I know this is going to make some readers livid, but stay with me: Introduced late last year by Assemblyman Troy Singleton, D-Burlington, the bill would make "sexual assault by fraud" a punishable offense. The bill defines it as "an act of sexual penetration to which a person has given consent because the actor has misrepresented the purpose of the act or has represented he is someone he is not."

"I think it's important because trying to deceive anyone for the purpose of sexual gratification is just wrong," Lewis told me last week as we sat on her front porch in Florence Township, N.J. "Every person has the right to knowing consent. And before they consent to be intimate with anybody, they should absolutely know 100 percent who it is that they are being intimate with.

"Whether it's as simple as . . . they slip off their wedding ring and then they engage in a relationship with someone, but the man or woman has no idea that the person they are with is married," she added. "Lying to someone else for any reason is never OK, whether it be [for] a job, a relationship, criminal history, parental history, marital history . . .. When did we become a society that thinks it's completely acceptable to lie to other people on a daily basis and think that's morally OK?"

Several phone calls to Singleton weren't returned late last week.

Should it pass, such a bill would open up a whole realm of possibilities for tricked lovers. But is that what we really want, especially given all the concerns about mass incarceration?

"On the one hand, we want law enforcement to have the law on their side in order to go after sexual predators who try to lure victims into sexual situations through deceit," pointed out Kathleen Bogle, assistant professor of sociology and criminal justice at La Salle University. "On the other hand, many people lie to get sex and we may not want to cast too broad of a net in pursuing these situations through criminal law.

"Most people would agree that lying to obtain sex is immoral, but only a fraction of those scenarios should be punishable by criminal law," she added.

She's right about not clogging up the legal system.

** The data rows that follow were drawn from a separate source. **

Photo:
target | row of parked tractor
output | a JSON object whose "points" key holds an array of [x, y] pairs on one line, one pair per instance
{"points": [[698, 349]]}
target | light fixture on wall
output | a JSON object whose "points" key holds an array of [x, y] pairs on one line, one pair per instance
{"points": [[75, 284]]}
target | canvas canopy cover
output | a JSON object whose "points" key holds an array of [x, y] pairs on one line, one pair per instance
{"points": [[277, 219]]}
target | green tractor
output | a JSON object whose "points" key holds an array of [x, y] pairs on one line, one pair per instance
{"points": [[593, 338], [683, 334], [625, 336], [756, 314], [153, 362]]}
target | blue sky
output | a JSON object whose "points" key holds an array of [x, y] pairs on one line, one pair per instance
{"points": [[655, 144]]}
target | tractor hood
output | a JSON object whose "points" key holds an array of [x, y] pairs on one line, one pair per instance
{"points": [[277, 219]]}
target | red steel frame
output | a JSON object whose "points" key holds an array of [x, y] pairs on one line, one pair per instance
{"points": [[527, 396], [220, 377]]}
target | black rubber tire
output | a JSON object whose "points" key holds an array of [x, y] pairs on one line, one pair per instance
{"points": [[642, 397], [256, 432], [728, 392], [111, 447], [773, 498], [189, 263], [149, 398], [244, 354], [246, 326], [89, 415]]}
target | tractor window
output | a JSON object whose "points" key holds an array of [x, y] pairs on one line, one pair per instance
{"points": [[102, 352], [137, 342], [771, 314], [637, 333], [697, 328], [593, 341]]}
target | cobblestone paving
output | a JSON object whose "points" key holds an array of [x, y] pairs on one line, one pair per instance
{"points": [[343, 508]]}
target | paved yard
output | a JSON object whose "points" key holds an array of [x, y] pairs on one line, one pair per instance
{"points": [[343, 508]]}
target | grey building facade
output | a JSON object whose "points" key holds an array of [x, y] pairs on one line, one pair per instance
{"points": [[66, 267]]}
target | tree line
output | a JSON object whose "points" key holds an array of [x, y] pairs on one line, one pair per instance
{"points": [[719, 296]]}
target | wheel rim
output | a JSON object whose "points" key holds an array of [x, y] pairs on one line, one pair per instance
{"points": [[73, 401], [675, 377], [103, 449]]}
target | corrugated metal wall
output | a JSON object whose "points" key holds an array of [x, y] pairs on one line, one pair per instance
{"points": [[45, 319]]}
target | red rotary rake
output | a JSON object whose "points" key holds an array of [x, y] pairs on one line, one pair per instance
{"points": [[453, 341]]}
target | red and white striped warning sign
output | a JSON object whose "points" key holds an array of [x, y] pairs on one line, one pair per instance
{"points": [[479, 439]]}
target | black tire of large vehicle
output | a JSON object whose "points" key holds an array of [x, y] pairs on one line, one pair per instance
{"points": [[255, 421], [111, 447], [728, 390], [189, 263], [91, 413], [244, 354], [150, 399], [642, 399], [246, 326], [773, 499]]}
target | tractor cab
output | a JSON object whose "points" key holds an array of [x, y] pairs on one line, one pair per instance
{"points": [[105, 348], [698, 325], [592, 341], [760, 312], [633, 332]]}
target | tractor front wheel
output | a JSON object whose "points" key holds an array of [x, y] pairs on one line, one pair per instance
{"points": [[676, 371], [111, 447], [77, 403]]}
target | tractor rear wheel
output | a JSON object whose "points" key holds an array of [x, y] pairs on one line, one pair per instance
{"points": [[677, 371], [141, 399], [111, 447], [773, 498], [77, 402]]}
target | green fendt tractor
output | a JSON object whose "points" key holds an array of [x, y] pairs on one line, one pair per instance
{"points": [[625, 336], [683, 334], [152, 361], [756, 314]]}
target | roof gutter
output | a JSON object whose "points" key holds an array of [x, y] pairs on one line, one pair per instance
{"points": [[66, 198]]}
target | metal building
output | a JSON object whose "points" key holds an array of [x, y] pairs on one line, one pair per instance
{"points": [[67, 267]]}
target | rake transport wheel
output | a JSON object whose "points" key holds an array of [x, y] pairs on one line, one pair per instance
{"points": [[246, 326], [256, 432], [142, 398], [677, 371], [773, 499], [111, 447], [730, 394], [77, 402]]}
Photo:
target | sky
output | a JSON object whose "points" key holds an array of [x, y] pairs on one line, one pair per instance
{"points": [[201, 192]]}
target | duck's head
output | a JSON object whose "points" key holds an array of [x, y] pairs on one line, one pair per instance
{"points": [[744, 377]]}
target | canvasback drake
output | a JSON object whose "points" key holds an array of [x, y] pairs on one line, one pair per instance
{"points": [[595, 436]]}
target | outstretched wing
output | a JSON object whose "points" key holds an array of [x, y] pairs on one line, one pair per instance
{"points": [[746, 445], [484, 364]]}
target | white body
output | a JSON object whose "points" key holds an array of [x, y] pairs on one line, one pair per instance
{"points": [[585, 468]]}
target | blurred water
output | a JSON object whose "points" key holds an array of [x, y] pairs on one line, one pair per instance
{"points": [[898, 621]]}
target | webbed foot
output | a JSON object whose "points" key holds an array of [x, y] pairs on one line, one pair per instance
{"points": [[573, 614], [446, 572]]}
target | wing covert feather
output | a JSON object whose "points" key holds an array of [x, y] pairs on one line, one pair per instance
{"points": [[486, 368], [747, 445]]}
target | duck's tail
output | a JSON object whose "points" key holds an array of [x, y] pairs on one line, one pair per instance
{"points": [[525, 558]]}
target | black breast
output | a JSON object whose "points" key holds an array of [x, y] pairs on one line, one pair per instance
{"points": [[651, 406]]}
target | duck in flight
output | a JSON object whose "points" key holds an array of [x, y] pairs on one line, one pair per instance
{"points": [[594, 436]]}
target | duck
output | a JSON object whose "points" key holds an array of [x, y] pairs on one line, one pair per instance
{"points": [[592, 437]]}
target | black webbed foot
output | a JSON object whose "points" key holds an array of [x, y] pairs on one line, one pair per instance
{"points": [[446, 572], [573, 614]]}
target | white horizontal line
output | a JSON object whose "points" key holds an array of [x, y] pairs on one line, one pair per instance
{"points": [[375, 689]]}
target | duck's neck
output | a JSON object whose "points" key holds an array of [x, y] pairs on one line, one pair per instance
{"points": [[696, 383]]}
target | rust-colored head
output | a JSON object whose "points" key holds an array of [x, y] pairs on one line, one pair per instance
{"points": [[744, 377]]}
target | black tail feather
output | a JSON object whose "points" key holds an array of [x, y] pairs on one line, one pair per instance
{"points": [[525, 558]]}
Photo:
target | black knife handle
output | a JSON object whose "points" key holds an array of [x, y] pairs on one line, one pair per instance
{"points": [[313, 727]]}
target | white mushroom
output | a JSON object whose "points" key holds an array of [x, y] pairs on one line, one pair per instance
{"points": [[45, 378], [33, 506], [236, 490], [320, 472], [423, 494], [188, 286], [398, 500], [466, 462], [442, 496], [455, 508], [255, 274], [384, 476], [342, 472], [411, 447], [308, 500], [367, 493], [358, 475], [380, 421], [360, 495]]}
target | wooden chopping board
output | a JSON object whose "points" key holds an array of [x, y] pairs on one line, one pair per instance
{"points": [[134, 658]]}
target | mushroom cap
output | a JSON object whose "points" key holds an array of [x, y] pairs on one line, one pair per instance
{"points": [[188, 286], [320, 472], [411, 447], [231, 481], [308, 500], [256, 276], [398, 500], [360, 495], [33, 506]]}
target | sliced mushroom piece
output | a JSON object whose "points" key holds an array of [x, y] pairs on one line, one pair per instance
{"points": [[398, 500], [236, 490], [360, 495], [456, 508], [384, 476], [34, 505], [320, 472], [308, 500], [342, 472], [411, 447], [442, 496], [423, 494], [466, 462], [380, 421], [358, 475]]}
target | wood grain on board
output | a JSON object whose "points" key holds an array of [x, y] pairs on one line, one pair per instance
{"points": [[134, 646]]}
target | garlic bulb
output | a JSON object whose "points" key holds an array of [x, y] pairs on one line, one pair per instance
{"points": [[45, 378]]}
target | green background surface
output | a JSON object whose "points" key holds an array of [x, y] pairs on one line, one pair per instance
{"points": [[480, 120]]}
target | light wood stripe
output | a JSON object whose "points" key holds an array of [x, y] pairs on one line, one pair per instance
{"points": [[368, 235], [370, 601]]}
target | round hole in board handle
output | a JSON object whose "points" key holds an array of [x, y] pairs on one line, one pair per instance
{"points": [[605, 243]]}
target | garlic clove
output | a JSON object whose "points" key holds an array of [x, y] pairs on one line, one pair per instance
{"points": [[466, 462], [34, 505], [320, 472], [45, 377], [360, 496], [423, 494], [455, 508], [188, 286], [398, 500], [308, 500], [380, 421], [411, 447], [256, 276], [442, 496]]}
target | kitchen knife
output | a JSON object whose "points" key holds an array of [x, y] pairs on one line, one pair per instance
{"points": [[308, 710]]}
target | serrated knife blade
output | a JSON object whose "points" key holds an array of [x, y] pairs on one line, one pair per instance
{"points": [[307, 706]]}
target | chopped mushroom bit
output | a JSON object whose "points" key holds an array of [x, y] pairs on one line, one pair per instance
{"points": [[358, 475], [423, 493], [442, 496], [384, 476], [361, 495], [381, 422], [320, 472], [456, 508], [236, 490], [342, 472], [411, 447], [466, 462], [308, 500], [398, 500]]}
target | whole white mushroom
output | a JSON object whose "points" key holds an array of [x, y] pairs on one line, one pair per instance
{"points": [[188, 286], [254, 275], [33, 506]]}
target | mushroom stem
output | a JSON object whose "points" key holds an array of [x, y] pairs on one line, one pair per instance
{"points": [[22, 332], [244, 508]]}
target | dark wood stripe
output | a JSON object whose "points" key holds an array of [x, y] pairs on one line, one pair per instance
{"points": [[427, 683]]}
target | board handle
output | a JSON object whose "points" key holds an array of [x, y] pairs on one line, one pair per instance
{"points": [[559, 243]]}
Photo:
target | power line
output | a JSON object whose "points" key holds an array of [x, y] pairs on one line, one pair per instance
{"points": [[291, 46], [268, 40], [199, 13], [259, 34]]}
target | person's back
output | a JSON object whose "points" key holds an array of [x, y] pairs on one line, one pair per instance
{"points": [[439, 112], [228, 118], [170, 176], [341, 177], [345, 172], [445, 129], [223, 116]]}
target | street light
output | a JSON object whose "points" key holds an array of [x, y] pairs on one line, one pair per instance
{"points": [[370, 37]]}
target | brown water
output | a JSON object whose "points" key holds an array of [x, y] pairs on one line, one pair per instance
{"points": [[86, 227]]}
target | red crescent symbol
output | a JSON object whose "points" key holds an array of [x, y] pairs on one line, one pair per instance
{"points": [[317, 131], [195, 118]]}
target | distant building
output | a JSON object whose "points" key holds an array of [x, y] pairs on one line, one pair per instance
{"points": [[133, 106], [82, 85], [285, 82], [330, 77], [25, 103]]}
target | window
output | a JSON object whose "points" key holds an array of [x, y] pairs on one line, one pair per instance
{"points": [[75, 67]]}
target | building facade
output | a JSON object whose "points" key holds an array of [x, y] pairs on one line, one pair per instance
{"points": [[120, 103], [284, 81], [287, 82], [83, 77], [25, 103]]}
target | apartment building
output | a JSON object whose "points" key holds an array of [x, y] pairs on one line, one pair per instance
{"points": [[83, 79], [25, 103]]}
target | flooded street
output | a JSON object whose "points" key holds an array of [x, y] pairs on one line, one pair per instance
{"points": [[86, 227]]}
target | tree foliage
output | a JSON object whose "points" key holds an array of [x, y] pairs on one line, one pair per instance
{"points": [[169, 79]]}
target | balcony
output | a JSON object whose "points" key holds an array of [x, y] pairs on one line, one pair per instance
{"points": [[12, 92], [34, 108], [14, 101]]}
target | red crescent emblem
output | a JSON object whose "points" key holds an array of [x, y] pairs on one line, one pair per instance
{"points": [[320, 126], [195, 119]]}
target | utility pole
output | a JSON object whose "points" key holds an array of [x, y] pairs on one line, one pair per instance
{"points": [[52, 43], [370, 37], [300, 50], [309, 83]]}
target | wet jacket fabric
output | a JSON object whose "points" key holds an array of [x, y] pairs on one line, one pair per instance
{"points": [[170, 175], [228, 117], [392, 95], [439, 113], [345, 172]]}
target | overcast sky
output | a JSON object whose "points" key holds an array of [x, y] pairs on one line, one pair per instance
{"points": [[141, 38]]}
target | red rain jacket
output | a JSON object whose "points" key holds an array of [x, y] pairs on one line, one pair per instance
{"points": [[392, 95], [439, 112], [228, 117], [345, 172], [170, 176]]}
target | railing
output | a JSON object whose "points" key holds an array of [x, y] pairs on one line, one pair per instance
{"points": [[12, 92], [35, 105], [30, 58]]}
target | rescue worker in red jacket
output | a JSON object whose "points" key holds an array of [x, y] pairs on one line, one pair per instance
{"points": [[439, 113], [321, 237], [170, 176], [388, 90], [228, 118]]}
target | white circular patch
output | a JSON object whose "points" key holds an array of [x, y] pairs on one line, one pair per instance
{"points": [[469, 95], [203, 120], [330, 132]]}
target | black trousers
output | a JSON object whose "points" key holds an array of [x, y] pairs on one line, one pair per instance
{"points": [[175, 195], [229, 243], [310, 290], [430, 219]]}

But there's such a thing as principle. As Yale law professor Jed Rubenfield wrote in a 2013 edition of the Yale Law Review, "Rape-by-deception is almost universally rejected in American criminal law. But if rape is sex without the victim's consent - as many courts, state statutes and scholars say it is - then sex-by-deception ought to be rape, because as courts have held for a hundred years in virtually every area of the law outside of rape, a consent procured through deception is no consent at all."

Meanwhile, Lewis, whose dating horror story was chronicled in the Daily News last year and later on NBC's "Dateline," is recuperating from the shock of discovering that the man she met on an online dating site back in 2013 was a con artist.

I met her a year ago, just days after Cherry Hill police arrested William Allen Jordan on charges of sexual assault, theft by deception and impersonating a law-enforcement officer. Over coffee at a Starbucks in Mount Laurel, she described how she'd become enmeshed in his tangled web of lies that stretched all the way to England.

Not only had the man she knew as Liam Allen lied to her about his legal name, but instead of being some sort of secret agent of the British government, as he claimed, he had served time in the U.K. for bigamy. He also had failed to register as a sex offender and had been convicted of indecent assault of a minor.

But back when she was falling madly in love, Lewis, a labor and delivery nurse, knew nothing about Jordan's nefarious ways. When she was handing over $5,000 for a phony security clearance, she had no clue that she was just Jordan's latest victim.

In November, he pleaded guilty to third-degree theft by deception and was ordered to pay restitution. He's currently serving a three-year prison sentence in New Jersey.

As for Lewis, she plans to sell her waterfront home in Roebling, N.J., to get away from the memories she made with Jordan. She's also hoping that Singleton's bill makes it through the legislative process so that it can help others from being duped the way she was.

"Never is it acceptable," Lewis said. "It's wrong every single time, and in a lot of cases illegal what they're doing. In some way, sometime, it's going to catch up."